Elle entretient une relation avec Auguste Renoir avec lequel elle aurait une fille, Lucienne (1880-1942 ?), également peintre[2][réf. nécessaire]. Cette liaison lui donne une certaine aura dans le monde artistique.
En 1884, Frédérique Heyne épouse Jean Antoine Alexandre Vallet à Paris[3]. Celui-ci meurt en 1896. L'artiste se remarie en 1899 à Édouard Bisson, également artiste peintre[4]. Elle accolera alors le nom de son second mari à celui du premier. La nièce d'Édouard Bisson est la peintre Lucienne Bisson (1881-1965)[5].
Elle meurt à Orgeval à 86 ans[1]. Elle est inhumée au cimetière du Montparnasse (12e division).
Carrière
Frédérique Vallet-Bisson intègre l'Académie Julian à Paris où elle est élève de Jules-Joseph Lefebvre[6],[7].
Membre de la Société des artistes français[8], elle expose de 1890 à 1945[9],[7]. Elle est par ailleurs vice-présidente en 1906 de l'Union des femmes peintres et sculpteurs dont elle a été une des toutes premières membres, lors de sa création en 1881[8],[10]. Elle expose également lors de l'Exposition universelle de Chicago en 1893[11]. Elle contribue en 1900-1902 à l'expérience des XII, groupe de femmes artistes françaises et étrangères, majoritairement issues de l'UFPS, qui vont exposer au théâtre de la Bodinière, initiative originale pour l'époque[12],[13].

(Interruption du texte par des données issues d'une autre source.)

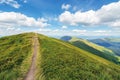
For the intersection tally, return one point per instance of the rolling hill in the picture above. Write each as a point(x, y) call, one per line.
point(93, 48)
point(56, 60)
point(111, 43)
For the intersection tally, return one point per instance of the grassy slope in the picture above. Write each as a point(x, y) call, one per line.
point(15, 56)
point(95, 49)
point(62, 61)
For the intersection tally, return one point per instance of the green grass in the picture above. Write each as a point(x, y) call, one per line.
point(15, 56)
point(62, 61)
point(56, 60)
point(95, 49)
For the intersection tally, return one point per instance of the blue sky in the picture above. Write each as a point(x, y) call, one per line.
point(60, 17)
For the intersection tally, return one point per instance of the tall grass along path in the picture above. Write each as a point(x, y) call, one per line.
point(31, 73)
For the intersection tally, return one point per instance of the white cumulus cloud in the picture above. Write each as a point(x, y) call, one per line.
point(13, 19)
point(65, 6)
point(107, 15)
point(64, 27)
point(12, 3)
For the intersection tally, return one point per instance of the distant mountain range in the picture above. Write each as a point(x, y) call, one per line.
point(111, 43)
point(98, 47)
point(55, 59)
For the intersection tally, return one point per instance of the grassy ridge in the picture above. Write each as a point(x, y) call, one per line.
point(15, 54)
point(95, 49)
point(62, 61)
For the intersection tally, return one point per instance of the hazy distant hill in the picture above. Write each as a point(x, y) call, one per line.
point(56, 60)
point(93, 48)
point(111, 43)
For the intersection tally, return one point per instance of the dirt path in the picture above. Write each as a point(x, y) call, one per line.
point(31, 73)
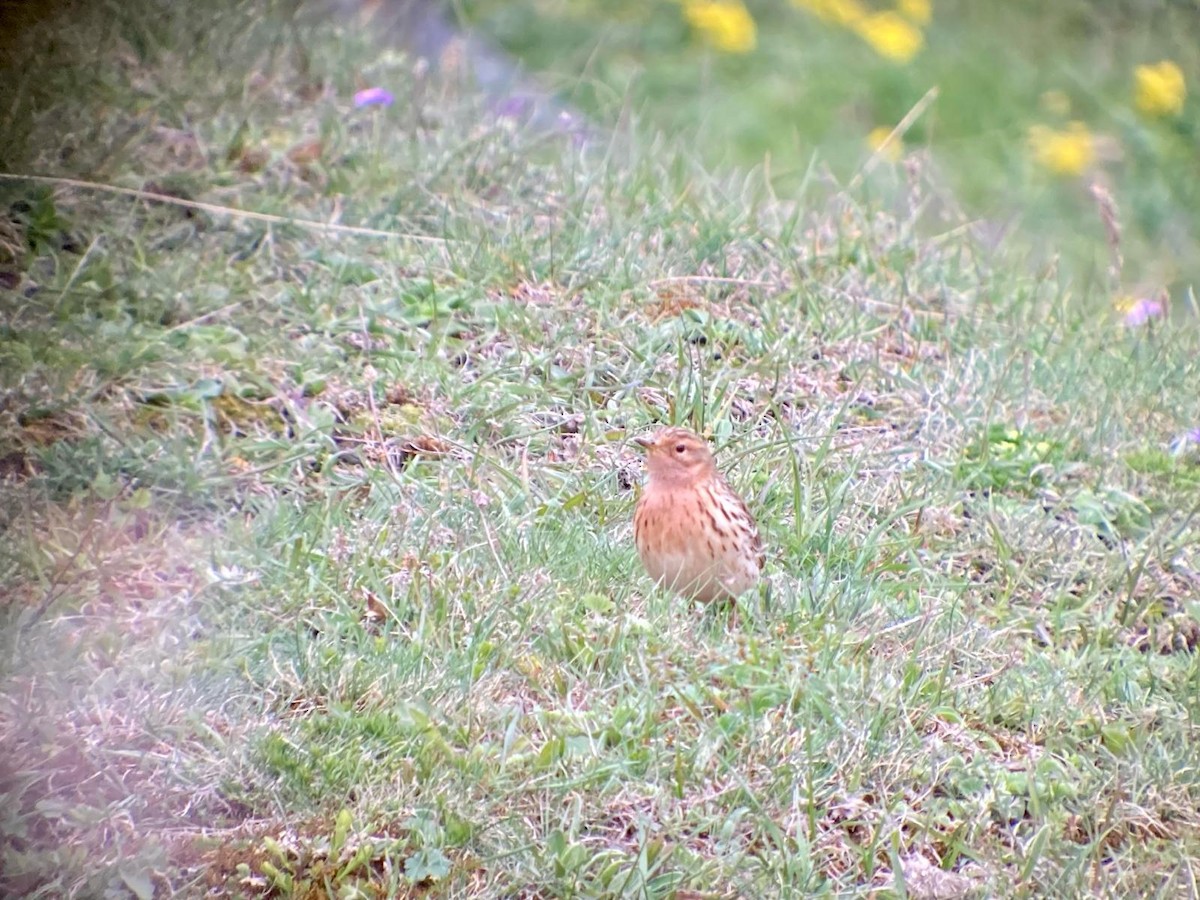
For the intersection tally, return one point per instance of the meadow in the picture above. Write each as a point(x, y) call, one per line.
point(317, 489)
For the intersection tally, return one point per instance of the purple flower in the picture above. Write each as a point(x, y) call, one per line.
point(1143, 311)
point(373, 97)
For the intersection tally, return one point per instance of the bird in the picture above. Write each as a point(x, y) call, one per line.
point(694, 534)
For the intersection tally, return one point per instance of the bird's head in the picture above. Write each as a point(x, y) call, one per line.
point(677, 456)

Frédérique Vallet-Bisson est une portraitiste, travaille à l'huile et le pastel[14] et réalise surtout des portraits de femmes. Le travail de Vallet-Buisson reste souvent fidèle aux sujets et à la composition de la tradition académique de l'École des Beaux-Arts, mais elle parvient à créer son propre style, sa technique de pinceau ayant des emprunts impressionnistes, notamment dans l'exécution du décor ou des détails[9]. Son tableau Le Départ figure dans l'ouvrage Women Painters of the World en 1905[15]. Elle sera décrite en 1909 dans le Petit Journal illustré comme « l'une des plus célèbres pastellistes de son époque »[16].

Très productive et renommée pour ses représentations expressives[17], ses œuvres sont souvent reproduite dans les revues artistiques (Le Monde illustré, Le Monde artiste, etc.) et ses figures féminines, devenant plus épurées et épousant la modernité, font la une de magazines de mode. Elles sont lithographiées et diffusées, certaines servant, comme celles d'Édouard Bisson, de support à des publicités[17].
Récompenses et distinctions
Frédérique Vallet-Bisson obtient le 1er prix de l'Union des Femmes Peintres et sculpteurs en 1900 pour son Portrait de Madame O.[18], aux Artistes Français une mention honorable en 1893 (L'artiste et Grande Marée), une médaille de 3e classe en 1900 (Rostande), et une médaille de 2e classe en 1904 (Portrait de Mlle A. W.G.) qui la met Hors-Concours[8],[19],[20],[21].
En 1914, elle est nommée chevalier de la Légion d'honneur[8].